Muratova’s Brief Encounters

As a district committee councilor, Valya should be shining example of socialist feminism. Unfortunately, she cannot get much done or get much respect from colleagues. She doesn’t even mind that much, because she enjoys the mantle of authority, for its own sake. That makes her the polar opposite of her husband Maksim, but that is why she can’t let go of him. It turns out the same is also true of her new housekeeper. It is a classic love triangle, but the off-kilter presentation got it banned during the Soviet era. Viewers can judge it for themselves when Ukrainian Kira Muratova’s freshly restored Russian-language Brief Encounters opens today in New York.

Valya is super-organized in the office, but terrible at house chores. That will be Nadia’s job. The socially awkward young woman from the countryside will be Valya’s new live-in help. She is home much more than Maksim, who quite surprises Nadia when he finally turns up. Her first [moderately] big city job was at the neighborhood bar Maksim used to frequent with his fellow geologists.

They sound like scientists, but they live more like troubadours or tramps. It is an itinerant lifestyle, ostensibly surveying the countryside gold and silver, but they devote more of their time to drinking and singing folk songs.

That might not sound like your commie uncle’s Socialist Realism, but so what? Most critics just assumed the Soviet authorities rejected Muratova’s fractured narrative and Nouvelle Vague-like techniques. The presence of Vladimir Vysotsky, the popular underground folksinger often surveilled by the KGB, probably did not help either.

However, Muratova’s portrayal of apparatchik corruption includes more arsenic than a lot of critics realized. At one point, she tells Maksim the story of a man who suddenly lost his running water because his neighbor, Valya’s former crooked boss, lost his position and privileges. It turns out his floor’s water supply was only for his benefit.

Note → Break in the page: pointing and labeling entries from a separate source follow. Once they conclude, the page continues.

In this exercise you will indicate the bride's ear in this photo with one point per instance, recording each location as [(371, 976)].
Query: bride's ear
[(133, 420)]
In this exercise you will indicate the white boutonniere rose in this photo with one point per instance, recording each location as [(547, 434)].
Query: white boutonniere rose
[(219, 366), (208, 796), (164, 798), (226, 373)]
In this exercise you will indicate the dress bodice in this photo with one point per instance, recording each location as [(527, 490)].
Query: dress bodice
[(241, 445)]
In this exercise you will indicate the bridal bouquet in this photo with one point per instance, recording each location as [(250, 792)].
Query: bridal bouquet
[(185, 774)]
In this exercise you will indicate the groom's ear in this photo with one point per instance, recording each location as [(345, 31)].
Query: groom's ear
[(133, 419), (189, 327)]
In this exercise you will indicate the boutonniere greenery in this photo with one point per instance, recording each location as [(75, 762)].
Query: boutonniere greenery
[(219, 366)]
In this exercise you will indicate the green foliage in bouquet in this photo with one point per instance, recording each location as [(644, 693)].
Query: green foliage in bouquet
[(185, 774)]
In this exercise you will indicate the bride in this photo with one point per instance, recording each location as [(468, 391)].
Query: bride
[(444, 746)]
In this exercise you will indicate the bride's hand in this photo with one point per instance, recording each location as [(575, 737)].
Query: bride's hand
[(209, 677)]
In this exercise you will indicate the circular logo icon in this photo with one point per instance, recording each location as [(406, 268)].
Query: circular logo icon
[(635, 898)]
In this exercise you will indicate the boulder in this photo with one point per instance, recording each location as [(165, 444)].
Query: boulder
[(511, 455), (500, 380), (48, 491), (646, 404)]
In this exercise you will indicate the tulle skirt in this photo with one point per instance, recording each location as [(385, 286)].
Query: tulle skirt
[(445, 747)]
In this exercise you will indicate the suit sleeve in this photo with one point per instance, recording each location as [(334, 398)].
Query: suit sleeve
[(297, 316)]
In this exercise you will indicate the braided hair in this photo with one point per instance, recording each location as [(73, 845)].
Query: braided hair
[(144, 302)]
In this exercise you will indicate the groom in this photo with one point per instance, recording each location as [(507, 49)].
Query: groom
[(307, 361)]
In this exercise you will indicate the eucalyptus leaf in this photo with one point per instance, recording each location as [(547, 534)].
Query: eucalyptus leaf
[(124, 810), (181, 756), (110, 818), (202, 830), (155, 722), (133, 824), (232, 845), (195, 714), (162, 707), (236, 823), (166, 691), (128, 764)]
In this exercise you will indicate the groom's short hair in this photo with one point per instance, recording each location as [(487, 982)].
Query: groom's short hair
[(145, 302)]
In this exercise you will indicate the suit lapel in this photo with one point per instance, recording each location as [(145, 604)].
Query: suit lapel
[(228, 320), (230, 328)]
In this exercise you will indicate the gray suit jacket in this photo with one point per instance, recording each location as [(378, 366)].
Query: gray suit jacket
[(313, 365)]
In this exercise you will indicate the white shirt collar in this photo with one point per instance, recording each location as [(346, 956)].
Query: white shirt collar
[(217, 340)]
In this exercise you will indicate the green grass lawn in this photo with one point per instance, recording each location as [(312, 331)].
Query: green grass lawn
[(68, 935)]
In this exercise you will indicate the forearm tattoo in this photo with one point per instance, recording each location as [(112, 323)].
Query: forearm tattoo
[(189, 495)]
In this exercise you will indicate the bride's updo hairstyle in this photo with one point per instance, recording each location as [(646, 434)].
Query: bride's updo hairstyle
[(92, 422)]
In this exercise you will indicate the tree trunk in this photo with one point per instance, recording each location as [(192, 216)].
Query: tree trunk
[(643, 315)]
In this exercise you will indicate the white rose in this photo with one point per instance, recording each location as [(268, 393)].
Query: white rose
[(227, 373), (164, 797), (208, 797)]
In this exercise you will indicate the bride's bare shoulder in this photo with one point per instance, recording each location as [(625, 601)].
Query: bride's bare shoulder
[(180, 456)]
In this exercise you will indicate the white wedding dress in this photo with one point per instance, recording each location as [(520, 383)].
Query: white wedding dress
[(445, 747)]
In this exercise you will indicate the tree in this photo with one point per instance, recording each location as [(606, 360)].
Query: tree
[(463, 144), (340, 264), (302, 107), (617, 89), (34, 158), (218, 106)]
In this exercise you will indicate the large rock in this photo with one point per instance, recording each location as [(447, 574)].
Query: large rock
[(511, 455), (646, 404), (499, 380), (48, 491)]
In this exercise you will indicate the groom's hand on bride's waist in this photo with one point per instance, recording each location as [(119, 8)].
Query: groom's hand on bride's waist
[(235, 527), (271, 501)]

You have heard wokesters belittle “first world problems.” In 1960s Ukraine, having running water constituted a very real “second world problem.” Tellingly, Valya adamantly refuses to allow on new housing project to open, because the state developer cannot manage to get the water running to the pipes. Yet, Valya is taking all the heat from approved residents, because they are desperate to move out of the single-room dwellings they share with multiple families. Given these sequences, it is easier to understand why Soviet censors took a good hard look at
Brief Encounters and said “nope, not a chance.”

Muratova herself plays Valya with unusual mix of arrogance and vulnerability. Vysotsky was born to play Maksim, who obviously shares a kinship with the Bohemian bluegrass-strumming post-WWII Czechoslovakian “tramps.” However, Nina Ruslanova is too inscrutably reserved for viewers to understand her often impetuous behavior.

Stylistically,
Brief Encounters shares a kinship with the great European art cinema of its era. That does not always best serve the love triangle melodrama, but it is consistently interesting cinema, with more satirical bite than it is getting credit for. Highly recommended, Brief Encounters opens today (8/25) in New York.